While the Associated Press had not called the race as of midnight, Langworthy had a 4.2 percentage-point lead with over 95 percent of the votes counted, up 52.1 percent to 47.9 percent.
Langworthy has spent most of the campaign widely characterized as the underdog. Even the internal polls that he released showed him with “momentum” rather than a lead.
But he eked out a win thanks to a strong showing in the rural corners of a district that stretched from Erie County and through parts of the Southern Tier.
“Tonight the Southern Tier made me the comeback kid!” Langworthy said at a victory party.
Paladino convincingly won Buffalo’s suburbs, where he’s universally known. But the six rural counties in the district that include Jamestown and Elmira, they all went overwhelmingly for Langworthy, letting him eke out a win.
Paladino refused to concede.
“We are seeing a number of statistical irregularities in a number of counties that we will be looking in the coming days. We want every single legal vote to count," Paladino spokesperson Vish Burra said in a statement.
Langworthy has been the New York Republican chair since 2019. He has spent his tenure prioritizing a GOP win in this year’s gubernatorial election and has spent over a year working to get his party’s nod for Rep. Lee Zeldin, who won the primary in June.
While Zeldin remains the underdog to Gov. Kathy Hochul, Langworthy’s victory removes a headache from his efforts. Democrats had made clear they’d tie him to the candidacy of Paladino, who has regularly made incendiary and overtly racist comments throughout his public life.
“When you confront a bully you punch him in the face and you take him down a peg,” Langworthy said. “And we did that here in this district tonight and we sent a loud and clear message that people want decent, stable, honest, conservative Republican leadership.”
The seat opened up after former Rep.
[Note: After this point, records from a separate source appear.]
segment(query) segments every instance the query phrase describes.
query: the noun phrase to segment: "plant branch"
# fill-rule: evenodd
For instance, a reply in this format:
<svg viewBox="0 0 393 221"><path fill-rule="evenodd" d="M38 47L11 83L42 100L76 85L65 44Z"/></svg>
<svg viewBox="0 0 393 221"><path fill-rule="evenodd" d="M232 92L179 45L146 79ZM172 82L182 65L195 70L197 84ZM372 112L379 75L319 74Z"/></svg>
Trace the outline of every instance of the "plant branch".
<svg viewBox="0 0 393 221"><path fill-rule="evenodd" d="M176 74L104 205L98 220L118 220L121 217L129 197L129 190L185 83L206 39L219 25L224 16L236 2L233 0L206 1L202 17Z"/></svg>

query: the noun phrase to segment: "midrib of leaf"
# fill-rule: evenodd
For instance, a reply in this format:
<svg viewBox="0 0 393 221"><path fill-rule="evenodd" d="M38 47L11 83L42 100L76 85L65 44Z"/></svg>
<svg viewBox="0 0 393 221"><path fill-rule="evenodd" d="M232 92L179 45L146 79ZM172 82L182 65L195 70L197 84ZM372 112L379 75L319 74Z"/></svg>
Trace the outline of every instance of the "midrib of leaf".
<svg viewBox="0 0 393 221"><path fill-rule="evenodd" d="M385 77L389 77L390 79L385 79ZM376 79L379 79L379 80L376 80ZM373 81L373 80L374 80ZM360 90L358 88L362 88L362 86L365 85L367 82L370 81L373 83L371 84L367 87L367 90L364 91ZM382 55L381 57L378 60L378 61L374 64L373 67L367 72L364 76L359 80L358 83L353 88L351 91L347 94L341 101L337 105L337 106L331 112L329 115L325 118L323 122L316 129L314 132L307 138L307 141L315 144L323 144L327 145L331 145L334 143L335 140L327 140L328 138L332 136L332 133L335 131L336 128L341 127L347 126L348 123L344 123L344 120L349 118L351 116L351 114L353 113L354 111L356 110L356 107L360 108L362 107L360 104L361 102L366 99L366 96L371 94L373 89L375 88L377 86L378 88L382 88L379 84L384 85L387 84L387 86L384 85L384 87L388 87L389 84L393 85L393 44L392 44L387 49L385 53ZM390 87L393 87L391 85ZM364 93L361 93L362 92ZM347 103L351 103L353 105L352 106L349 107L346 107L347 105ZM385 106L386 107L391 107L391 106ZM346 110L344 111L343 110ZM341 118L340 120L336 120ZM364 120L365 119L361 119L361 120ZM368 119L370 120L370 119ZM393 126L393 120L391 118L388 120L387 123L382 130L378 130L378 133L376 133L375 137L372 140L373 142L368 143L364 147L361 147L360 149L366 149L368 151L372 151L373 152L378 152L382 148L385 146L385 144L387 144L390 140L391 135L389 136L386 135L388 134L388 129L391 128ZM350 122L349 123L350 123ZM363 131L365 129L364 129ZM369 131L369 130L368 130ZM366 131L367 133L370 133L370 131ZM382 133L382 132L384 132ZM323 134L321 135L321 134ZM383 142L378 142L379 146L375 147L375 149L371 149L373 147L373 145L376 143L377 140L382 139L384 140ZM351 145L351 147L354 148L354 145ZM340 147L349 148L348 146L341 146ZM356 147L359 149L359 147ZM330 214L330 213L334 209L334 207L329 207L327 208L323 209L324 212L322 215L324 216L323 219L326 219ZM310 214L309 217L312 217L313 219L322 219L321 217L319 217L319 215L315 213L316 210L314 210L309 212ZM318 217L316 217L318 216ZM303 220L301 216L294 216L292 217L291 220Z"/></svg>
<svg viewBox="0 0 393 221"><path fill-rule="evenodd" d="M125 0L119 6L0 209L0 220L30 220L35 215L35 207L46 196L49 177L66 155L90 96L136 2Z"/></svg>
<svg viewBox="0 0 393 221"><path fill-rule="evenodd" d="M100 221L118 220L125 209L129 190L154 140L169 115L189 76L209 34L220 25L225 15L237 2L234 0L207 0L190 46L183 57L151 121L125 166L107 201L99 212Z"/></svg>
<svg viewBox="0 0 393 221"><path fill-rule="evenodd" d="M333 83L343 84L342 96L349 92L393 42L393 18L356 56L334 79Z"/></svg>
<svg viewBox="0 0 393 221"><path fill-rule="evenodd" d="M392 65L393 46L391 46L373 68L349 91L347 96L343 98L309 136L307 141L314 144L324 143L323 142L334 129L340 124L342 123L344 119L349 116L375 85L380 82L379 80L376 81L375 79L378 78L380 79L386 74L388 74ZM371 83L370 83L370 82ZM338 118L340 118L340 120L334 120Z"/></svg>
Tom Reed announced his retirement and two other incumbents declined to run in the new district following a messy redistricting process.
Langworthy will face Democrat Max Della Pia in November in a district where Donald Trump received 59 percent of the vote in the new district’s borders in 2020. Trump did not endorse in the race.
Della Pia also ran in a special election to finish off Reed’s term on Tuesday night, but he lost to Steuben County GOP chair Joe Sempolinski.